Note: Output (three different failures, one consistent shape): GET /products/999 (missing) -> 404 {"timestamp":"2026-06-13T10:00:00Z","status":404,"message":"No product with id 999"} POST /products {"name":"","price":-5} (invalid) -> 400 {"timestamp":"...","status":400,"message":"name: Name is required, price: Price cannot be negative"} Any unexpected crash -> 500 {"timestamp":"...","status":500,"message":"Something went wrong"} Three very different problems, but every response has the same fields — timestamp, status, message. The 500 handler hides the internal details and never leaks a stack trace.

How a request error flows through the handler

  1. A controller method throws an exception (or @Valid rejects the body).
  2. Instead of crashing to the client, Spring looks for a matching @ExceptionHandler in any @RestControllerAdvice.
  3. It finds the most specific match — NotFoundException for a missing record, MethodArgumentNotValidException for a validation failure, or the Exception catch-all for anything else.
  4. That handler builds an ApiError and returns it with the right status.
  5. The client always receives the same JSON shape, so it can handle every error the same way.

Tip: Order from specific to general. Spring picks the most specific matching handler, so NotFoundException wins over the broad Exception catch-all.

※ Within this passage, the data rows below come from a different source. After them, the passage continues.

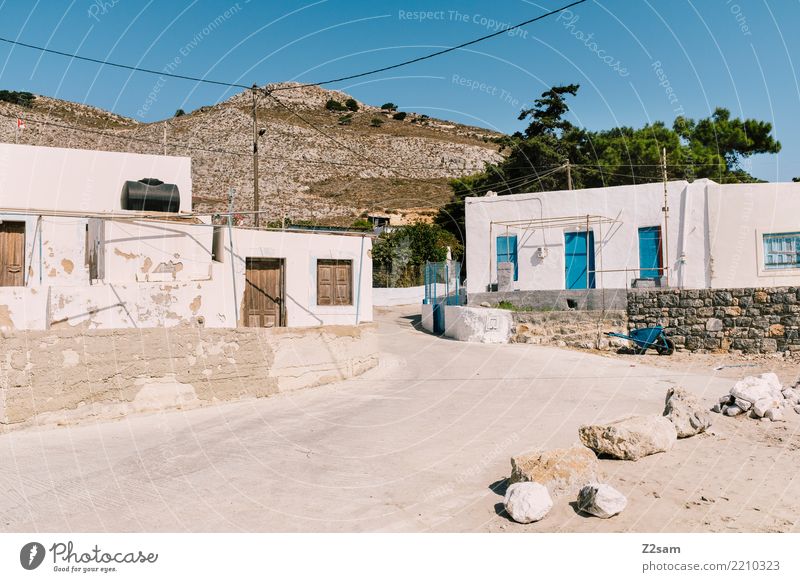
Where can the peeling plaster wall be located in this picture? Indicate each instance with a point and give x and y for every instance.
(157, 252)
(33, 177)
(66, 375)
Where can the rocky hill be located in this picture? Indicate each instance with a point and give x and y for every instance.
(353, 162)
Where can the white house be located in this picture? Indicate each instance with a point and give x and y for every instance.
(715, 236)
(108, 240)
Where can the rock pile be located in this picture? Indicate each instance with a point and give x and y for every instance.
(686, 413)
(601, 500)
(760, 396)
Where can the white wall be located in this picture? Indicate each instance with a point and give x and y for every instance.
(618, 248)
(300, 251)
(740, 215)
(193, 290)
(33, 177)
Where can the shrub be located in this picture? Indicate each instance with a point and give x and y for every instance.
(23, 98)
(334, 105)
(361, 224)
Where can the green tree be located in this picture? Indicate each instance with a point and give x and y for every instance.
(399, 256)
(713, 147)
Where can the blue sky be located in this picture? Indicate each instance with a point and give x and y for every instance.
(636, 61)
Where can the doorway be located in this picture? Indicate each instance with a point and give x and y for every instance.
(579, 256)
(12, 254)
(650, 252)
(264, 293)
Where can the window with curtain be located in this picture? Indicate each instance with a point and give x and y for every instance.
(782, 251)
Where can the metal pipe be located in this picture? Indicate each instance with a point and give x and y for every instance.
(233, 265)
(358, 291)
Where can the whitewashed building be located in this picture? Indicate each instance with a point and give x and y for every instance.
(108, 240)
(715, 236)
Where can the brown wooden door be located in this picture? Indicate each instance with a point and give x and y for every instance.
(263, 293)
(334, 282)
(12, 254)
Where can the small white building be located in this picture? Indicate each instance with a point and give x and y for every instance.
(716, 236)
(108, 240)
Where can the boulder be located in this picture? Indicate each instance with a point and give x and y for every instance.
(527, 502)
(761, 407)
(774, 414)
(601, 500)
(630, 438)
(732, 410)
(753, 388)
(684, 410)
(560, 470)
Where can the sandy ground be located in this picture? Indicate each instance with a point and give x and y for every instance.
(422, 443)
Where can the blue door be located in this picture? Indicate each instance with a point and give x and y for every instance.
(577, 261)
(507, 252)
(650, 252)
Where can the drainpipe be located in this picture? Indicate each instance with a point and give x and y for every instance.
(41, 260)
(358, 290)
(233, 265)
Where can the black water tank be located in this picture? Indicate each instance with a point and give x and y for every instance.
(152, 195)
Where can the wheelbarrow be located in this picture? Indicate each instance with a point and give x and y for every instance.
(648, 337)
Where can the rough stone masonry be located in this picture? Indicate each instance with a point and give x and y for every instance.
(749, 320)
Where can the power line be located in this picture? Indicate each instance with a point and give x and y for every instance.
(242, 86)
(119, 65)
(434, 54)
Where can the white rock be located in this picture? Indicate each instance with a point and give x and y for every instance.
(684, 410)
(762, 405)
(527, 502)
(601, 500)
(774, 414)
(754, 388)
(732, 410)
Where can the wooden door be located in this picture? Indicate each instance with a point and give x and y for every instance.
(12, 254)
(263, 293)
(334, 282)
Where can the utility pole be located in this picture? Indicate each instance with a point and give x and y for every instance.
(255, 156)
(569, 174)
(665, 209)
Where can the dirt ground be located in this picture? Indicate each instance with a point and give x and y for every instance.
(420, 443)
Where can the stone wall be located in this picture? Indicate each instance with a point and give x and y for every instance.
(575, 329)
(59, 376)
(751, 320)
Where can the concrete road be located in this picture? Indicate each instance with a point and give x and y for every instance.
(414, 445)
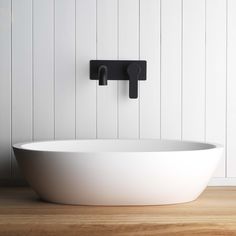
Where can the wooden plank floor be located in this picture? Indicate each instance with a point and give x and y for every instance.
(22, 213)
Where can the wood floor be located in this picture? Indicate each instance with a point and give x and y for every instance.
(22, 213)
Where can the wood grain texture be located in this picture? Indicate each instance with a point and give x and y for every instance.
(22, 213)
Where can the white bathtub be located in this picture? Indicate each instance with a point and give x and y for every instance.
(118, 172)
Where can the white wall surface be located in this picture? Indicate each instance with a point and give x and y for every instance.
(190, 92)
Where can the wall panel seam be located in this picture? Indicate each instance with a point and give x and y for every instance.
(205, 74)
(33, 70)
(160, 89)
(226, 92)
(11, 152)
(182, 63)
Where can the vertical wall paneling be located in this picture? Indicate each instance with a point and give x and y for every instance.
(231, 89)
(85, 51)
(65, 69)
(43, 69)
(128, 49)
(21, 73)
(171, 21)
(5, 88)
(107, 49)
(150, 50)
(216, 74)
(193, 70)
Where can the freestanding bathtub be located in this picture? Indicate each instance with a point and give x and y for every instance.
(118, 172)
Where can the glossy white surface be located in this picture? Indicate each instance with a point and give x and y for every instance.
(118, 172)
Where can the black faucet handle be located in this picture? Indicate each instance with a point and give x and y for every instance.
(133, 71)
(102, 75)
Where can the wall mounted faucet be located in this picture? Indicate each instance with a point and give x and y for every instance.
(102, 75)
(119, 70)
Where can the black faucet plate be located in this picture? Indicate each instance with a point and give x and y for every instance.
(118, 70)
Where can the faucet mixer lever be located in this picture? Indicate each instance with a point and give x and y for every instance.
(102, 75)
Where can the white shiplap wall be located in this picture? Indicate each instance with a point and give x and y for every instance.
(45, 91)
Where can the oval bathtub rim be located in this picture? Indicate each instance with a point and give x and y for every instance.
(216, 146)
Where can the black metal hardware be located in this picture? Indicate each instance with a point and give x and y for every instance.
(133, 71)
(102, 75)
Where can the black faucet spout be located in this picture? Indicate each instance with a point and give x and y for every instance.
(102, 75)
(133, 71)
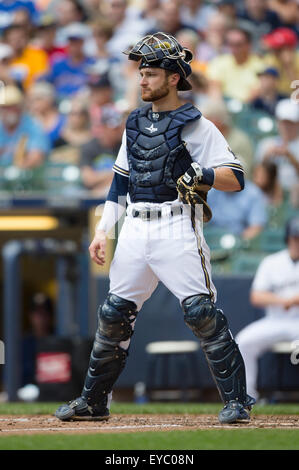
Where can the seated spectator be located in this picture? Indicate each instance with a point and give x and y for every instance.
(40, 319)
(275, 288)
(265, 177)
(189, 39)
(28, 62)
(287, 10)
(255, 16)
(195, 13)
(69, 75)
(76, 130)
(238, 141)
(242, 213)
(227, 8)
(213, 43)
(10, 8)
(45, 39)
(67, 12)
(233, 75)
(42, 105)
(99, 154)
(105, 63)
(149, 13)
(126, 30)
(22, 140)
(282, 55)
(6, 55)
(268, 95)
(169, 20)
(283, 149)
(101, 94)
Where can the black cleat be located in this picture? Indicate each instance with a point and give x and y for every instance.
(79, 410)
(236, 412)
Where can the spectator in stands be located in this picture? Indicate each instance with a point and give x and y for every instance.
(99, 154)
(67, 12)
(238, 141)
(268, 94)
(283, 56)
(169, 20)
(213, 43)
(227, 8)
(241, 213)
(76, 130)
(234, 75)
(265, 176)
(45, 39)
(101, 95)
(149, 13)
(40, 319)
(283, 149)
(257, 18)
(195, 13)
(287, 10)
(42, 104)
(70, 75)
(28, 63)
(189, 39)
(9, 9)
(22, 140)
(6, 55)
(125, 27)
(105, 63)
(275, 288)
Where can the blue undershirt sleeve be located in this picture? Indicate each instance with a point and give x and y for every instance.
(119, 187)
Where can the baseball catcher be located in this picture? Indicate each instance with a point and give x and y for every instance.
(170, 157)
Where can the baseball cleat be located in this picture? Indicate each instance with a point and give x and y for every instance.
(236, 412)
(79, 410)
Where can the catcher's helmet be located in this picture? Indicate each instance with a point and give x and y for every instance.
(163, 51)
(292, 228)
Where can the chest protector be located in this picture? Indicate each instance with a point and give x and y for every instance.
(157, 156)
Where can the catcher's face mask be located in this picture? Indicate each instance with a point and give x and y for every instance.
(162, 51)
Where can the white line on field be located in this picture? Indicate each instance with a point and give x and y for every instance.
(91, 427)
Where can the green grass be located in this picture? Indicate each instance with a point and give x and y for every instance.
(216, 439)
(244, 439)
(149, 408)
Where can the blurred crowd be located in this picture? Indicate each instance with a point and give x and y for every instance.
(69, 89)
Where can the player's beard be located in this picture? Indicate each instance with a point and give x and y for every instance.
(156, 94)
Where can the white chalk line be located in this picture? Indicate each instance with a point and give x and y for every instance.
(61, 429)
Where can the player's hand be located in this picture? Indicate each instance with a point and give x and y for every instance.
(97, 248)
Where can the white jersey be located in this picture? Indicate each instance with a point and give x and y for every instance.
(205, 143)
(279, 274)
(168, 249)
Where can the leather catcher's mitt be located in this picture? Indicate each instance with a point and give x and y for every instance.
(194, 194)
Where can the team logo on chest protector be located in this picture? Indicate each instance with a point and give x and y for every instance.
(152, 128)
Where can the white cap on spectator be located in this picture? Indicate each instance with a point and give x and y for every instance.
(5, 51)
(287, 110)
(43, 90)
(76, 31)
(11, 96)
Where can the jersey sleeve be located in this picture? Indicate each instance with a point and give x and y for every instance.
(121, 165)
(262, 279)
(208, 147)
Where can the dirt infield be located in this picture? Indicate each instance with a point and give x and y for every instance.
(136, 423)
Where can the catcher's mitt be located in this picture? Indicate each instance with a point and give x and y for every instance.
(193, 194)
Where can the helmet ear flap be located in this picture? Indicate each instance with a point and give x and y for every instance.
(188, 55)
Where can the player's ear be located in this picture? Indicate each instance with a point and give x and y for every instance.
(174, 79)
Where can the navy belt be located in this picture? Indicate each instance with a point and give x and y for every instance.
(147, 214)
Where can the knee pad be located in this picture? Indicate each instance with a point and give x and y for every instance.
(107, 358)
(116, 316)
(201, 315)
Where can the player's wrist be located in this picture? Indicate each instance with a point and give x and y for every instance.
(196, 174)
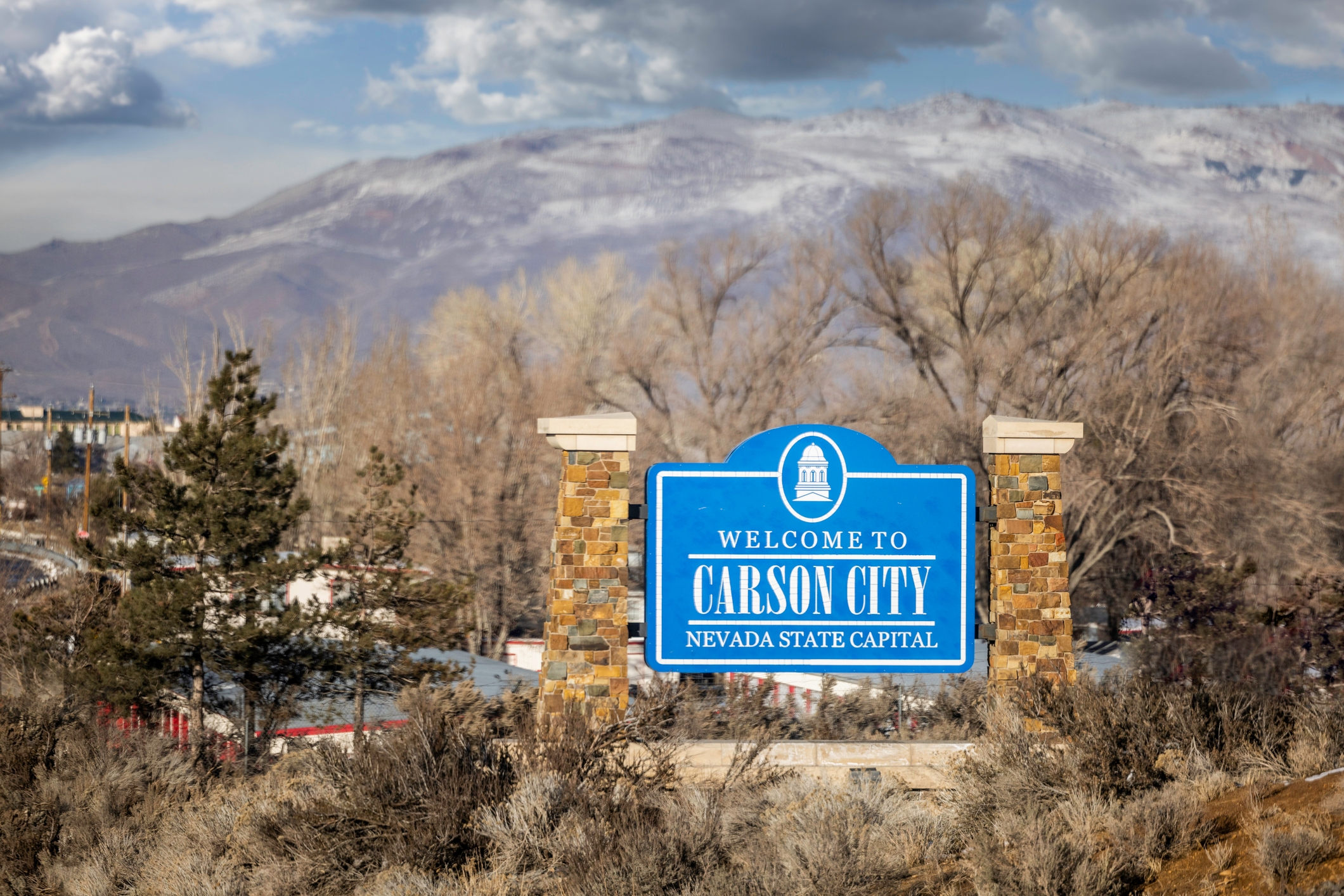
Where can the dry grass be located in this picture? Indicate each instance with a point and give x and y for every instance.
(441, 808)
(1288, 849)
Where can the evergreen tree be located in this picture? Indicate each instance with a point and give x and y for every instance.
(205, 565)
(385, 609)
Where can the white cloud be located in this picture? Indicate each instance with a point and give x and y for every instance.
(234, 32)
(399, 135)
(86, 72)
(536, 60)
(1135, 48)
(85, 75)
(75, 195)
(315, 128)
(787, 104)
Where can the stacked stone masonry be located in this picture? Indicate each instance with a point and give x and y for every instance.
(1028, 602)
(584, 669)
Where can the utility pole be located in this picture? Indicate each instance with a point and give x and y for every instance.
(126, 500)
(46, 483)
(84, 530)
(4, 368)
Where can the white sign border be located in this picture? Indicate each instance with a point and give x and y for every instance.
(749, 664)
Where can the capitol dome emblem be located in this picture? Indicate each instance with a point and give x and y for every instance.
(812, 477)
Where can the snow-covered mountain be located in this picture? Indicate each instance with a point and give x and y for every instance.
(387, 237)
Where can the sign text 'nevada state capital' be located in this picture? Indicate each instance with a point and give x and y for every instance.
(811, 550)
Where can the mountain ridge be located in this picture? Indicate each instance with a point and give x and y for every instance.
(386, 237)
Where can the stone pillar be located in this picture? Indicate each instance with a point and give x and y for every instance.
(584, 660)
(1030, 621)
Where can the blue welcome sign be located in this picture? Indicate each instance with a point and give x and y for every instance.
(810, 550)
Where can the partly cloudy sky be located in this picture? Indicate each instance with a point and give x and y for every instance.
(116, 115)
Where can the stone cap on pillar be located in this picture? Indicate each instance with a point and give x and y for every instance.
(590, 432)
(1024, 435)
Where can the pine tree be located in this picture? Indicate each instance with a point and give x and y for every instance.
(205, 566)
(386, 609)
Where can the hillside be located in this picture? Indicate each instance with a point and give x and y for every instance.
(387, 237)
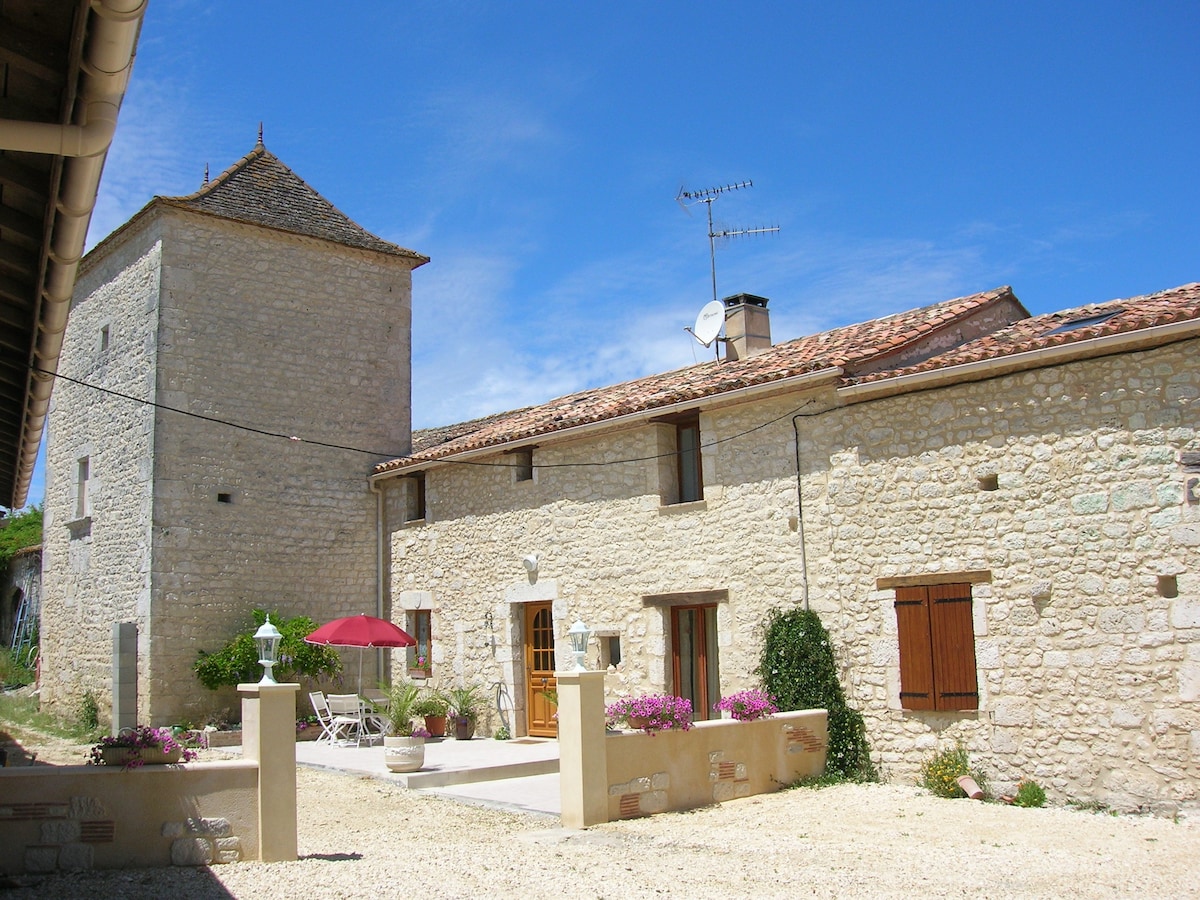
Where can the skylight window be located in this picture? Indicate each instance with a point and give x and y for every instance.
(1085, 322)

The Exception handler is your safety net — it guarantees no raw stack trace ever escapes to a client.

Watch out: Do not put the unexpected-error message into the response when it might contain internal details (database errors, file paths). Log the full exception on the server for yourself, but send the client only a short, generic message like “Something went wrong”.

Q. What is the main benefit of a global @RestControllerAdvice over try/catch in each controller?

Answer: A global handler centralizes error handling: one class catches errors from all controllers and returns a uniform error body, so clients always get the same shape and you do not repeat try/catch everywhere.

✍️ Practice

  1. Build an ApiError DTO and a @RestControllerAdvice that handles NotFoundException (404) and validation errors (400).
  2. Trigger each error and confirm the JSON has the same timestamp/status/message fields.

🏠 Homework

  1. Give your Task API one global exception handler that returns a uniform error body for 404 (missing task), 400 (validation) and a 500 catch-all, and verify all three look identical in shape.